Adalar, Beykoz ve Sarıyer
Jeotermal kaynak arama sahaları için açılan ihale 14 ilçe coğrafyasını kapsıyor. İhale duyurunda Adalar İlçesi olarak nitelenmesinden dolayı hangi Adaları ya da hangi adayı kapsadığını henüz öğrenemedik. Adalar İlçesi’nde 1194,56 hektar ve 2.401,61 hektar olmak üzere 2 saha belirlenmiş ve bu iki sahanın toplamı olan 3.596,77 hektar alan şirketlere hibe edilmeye hazırlanılıyor. Adalar dışında İstanbul’un akciğerleri olan Beykoz ilçesinde, 4.400 + 900,60 + 3.400 hektarla toplam 8.700,60 hektar ormanlık alan JES işgaline alınırken, Sarıyer ilçesinde ise 1.714,86 + 108,70 hektar alan ihale edilecek. Bu üç ilçede ihale edilecek alan toplamı ise 14 bin 120,93 hektar olarak dikkat çekiyor.

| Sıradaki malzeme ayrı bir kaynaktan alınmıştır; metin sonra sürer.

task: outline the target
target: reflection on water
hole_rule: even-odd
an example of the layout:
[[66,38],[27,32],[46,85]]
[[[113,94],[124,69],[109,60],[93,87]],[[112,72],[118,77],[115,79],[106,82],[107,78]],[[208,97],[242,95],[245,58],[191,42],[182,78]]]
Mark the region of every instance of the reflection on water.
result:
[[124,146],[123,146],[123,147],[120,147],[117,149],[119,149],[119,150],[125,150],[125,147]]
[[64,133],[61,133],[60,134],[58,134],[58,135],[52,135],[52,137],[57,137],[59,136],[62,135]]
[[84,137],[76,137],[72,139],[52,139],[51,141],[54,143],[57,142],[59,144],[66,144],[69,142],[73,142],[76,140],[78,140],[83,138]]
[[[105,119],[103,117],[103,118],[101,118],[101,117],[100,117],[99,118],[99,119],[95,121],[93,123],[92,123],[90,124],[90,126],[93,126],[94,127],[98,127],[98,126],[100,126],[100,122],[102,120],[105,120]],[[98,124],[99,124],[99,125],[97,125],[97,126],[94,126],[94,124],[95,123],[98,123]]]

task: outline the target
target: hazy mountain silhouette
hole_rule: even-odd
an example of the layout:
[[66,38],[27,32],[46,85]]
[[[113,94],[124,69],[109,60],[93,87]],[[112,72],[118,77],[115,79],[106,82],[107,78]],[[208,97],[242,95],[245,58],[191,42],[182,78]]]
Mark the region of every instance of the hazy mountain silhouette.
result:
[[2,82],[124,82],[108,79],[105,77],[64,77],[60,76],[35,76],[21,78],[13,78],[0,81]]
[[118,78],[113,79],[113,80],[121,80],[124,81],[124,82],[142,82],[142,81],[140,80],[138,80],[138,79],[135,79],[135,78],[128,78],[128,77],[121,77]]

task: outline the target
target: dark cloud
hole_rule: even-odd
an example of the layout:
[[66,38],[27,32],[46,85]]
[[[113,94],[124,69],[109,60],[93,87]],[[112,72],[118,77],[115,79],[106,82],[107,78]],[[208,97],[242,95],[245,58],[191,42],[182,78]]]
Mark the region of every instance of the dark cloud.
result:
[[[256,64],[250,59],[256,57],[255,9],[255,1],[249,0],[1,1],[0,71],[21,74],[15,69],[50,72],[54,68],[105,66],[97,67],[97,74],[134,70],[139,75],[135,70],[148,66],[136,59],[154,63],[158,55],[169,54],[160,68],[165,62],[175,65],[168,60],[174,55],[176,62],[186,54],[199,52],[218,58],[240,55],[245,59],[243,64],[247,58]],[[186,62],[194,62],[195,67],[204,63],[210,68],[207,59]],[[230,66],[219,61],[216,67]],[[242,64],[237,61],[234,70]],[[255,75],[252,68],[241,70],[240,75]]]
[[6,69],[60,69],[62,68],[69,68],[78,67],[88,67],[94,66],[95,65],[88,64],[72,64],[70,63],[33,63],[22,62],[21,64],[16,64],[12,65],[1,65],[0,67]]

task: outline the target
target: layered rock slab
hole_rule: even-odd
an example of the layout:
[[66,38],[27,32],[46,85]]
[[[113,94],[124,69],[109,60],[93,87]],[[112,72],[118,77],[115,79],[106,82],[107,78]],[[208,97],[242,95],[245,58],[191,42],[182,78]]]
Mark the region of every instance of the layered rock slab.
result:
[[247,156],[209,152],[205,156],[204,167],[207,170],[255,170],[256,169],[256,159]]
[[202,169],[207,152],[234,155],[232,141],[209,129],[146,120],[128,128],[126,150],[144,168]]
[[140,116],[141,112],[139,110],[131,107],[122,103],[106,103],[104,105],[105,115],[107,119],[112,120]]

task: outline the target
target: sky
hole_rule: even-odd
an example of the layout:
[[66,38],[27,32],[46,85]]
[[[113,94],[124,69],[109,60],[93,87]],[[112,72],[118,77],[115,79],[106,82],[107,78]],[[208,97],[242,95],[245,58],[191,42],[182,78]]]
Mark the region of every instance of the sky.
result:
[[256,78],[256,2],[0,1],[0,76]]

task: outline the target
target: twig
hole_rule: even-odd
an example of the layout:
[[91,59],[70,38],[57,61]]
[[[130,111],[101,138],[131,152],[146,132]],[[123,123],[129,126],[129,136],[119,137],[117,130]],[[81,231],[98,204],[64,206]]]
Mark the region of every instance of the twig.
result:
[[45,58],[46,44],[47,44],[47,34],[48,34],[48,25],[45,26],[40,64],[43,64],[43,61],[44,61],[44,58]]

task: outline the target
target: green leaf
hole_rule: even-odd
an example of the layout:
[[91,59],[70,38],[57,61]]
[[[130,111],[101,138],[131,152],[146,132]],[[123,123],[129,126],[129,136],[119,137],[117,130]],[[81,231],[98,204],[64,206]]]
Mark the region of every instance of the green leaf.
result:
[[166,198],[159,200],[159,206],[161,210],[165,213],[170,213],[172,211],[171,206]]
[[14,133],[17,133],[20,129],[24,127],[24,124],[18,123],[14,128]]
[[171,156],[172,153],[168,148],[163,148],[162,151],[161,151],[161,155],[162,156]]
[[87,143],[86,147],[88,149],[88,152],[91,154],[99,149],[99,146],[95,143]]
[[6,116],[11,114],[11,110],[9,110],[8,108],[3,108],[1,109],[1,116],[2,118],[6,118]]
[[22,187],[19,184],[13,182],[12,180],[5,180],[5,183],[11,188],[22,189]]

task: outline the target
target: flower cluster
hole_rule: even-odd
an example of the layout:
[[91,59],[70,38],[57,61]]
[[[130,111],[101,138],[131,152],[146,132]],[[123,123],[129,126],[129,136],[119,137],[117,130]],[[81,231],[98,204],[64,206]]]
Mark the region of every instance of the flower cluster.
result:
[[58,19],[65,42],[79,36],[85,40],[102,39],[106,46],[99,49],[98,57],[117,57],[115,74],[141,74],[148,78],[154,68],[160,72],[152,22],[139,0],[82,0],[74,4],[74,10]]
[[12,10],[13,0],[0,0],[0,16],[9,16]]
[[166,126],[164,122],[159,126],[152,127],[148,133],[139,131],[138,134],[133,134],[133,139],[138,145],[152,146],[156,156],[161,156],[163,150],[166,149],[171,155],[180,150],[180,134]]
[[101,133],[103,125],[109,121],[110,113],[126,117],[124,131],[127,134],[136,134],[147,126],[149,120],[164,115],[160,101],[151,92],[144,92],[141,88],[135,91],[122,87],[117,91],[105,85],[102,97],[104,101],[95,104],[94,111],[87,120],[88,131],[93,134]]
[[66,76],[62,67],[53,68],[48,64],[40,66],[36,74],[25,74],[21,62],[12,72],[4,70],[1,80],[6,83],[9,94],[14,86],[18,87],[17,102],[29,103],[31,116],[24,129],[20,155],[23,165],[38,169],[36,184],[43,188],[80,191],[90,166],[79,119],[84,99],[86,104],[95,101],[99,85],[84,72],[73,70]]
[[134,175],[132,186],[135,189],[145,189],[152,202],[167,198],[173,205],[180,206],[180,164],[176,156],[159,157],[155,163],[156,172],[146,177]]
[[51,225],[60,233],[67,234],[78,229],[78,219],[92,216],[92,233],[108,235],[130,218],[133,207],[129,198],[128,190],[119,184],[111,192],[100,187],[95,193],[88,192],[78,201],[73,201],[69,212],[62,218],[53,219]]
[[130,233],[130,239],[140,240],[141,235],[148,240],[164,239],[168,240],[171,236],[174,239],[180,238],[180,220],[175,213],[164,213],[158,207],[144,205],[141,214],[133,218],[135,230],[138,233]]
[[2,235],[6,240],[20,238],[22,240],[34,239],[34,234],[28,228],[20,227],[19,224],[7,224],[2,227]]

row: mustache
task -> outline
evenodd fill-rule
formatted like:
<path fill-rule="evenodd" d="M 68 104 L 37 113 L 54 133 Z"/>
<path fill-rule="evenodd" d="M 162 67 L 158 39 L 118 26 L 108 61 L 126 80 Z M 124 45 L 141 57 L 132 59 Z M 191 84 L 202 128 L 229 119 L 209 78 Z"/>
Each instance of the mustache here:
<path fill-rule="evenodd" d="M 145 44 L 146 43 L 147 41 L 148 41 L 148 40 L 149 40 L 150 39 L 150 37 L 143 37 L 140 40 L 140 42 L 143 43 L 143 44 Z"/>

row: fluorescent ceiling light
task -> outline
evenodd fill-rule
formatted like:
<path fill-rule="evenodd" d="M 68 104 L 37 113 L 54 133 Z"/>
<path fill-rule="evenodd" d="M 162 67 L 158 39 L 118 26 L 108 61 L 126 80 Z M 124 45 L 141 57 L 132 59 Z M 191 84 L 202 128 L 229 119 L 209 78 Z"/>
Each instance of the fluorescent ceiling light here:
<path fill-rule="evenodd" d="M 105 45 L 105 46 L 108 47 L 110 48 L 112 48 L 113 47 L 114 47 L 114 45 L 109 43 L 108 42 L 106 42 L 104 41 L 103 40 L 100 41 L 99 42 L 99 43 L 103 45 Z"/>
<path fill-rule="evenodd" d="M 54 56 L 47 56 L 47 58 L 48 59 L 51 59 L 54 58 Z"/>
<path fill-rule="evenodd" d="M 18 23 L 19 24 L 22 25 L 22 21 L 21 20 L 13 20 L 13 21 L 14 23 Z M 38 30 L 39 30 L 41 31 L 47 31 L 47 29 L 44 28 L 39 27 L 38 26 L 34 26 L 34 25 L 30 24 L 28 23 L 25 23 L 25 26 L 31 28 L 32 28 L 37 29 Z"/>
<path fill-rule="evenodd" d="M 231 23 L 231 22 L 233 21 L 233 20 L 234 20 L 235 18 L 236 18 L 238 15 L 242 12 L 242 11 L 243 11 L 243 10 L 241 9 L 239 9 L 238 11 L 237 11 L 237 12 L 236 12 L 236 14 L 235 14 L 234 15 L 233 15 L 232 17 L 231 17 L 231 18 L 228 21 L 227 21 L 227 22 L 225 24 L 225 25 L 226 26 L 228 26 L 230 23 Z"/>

Diğer 11 ilçe 41.585,25 hektar
Diğer ilçeler ise şöyle; Büyükçekmece 2.875,02 + 3.722,91 hektar, Bakırköy 3.541,83 hektar, Çatalca 222,91 hektar, Esenyurt 2.321,90 hektar, Eyüpsultan 1.085,75 + 964,70 hektar, Küçükçekmece 4.942,92 hektar, Pendik 1.718,50 hektar, Esenler/Bağcılar/Başakşehir/Küçükçekmece/Sultangazi
ilçelerini kesen 4.987,19 hektar, Silivri 2.915,08 + 4.941,43 + 4.870,11 + 2.475 hektar (Silivri toplamı:15 bin 201,62) doğal alan (orman-mera-tarım vb) ihale ile şirketlerin delik deşik edeceği ve sonrasında hedefledikleri ısıya ulaşmaları halinde santrallerini kurarak bölgeyi Aydın’da yaşanılanlar gibi zehirleyecek.
JES’ler zehirler!
JES’ler bir termik santral gibi çalışmaktadır. GWh başına ortalama 2700 m3 su kullanımı olan bu santrallerin bulunduğu bölgede hava kalitesini bozarken aynı zamanda yeraltından çekilen ve ağır metaller barındıran atık sularını da çevreye yayarak büyük bir ekolojik yıkım yaratmaktadır. Yoğun su kullanımları bulunduğu bölgelerde su kıtlığına yol açarken aynı zamanda atık suların bir kısmının yeraltına deşarj edilmesinden kaynaklı olarak yeraltı sularını da hem kirletir hem de tüketir. Temiz yenilenebilir enerji safsatası ile süslenen bu işletmeler sabit sermaye gideri dışında işletme giderleri en düşük olan santraller olması bakımından sermayeye çekici gelen yatırımlardır. Santrallerde çok az sayıda çalışan olması, kömürlü ya da doğalgazlı termik santraller gibi hammadde gideri baskısı olmayan sıfır hammadde gideriyle çalışırlarken, bulundukları bölgeyi zehirleyerek yaşanmaz yer haline dönüştürmektedirler.
Zehirli akışkan
Türkiye’de en az 3 kat arz fazlasına ulaşılan enerji üretim kapasitesine karşın, JES’lerin yoğunlaştığı 4 il dışında (Aydın, Denizli, Manisa, Çanakkale) neredeyse tüm illerde faaliyet gösteren ve AKP iktidarınca da ciddi anlamda desteklenen JES’ler, bulunduğu çevreyi zehirlemekle meşgul. JES’ler yeraltından çektikleri zehirli akışkanı reenjeksiyon kuyuları ile yeniden yeraltına basmaları gerekirken bunun maliyetinden kurtulmak için akışkanı evsel ısıtma, seracılık, meyve kurutma vb. gibi alanlara kaydırmak istiyorlar. Ayrıca reenjeksiyon yapanlarında akiferlerin bulunduğu 400-500 metrelere suyu bastıkları ve bu yolla yeraltı sularına ağır metallerin karıştığı biliniyor. JES’in çıktısı olan ağır metallerin içeriğinde bor, cıva, arsenik, kurşun, amonyak, antimuan, lityum, karbondioksit, hidrojen sülfür gibi zehirli maddelerden oluşmaktadır.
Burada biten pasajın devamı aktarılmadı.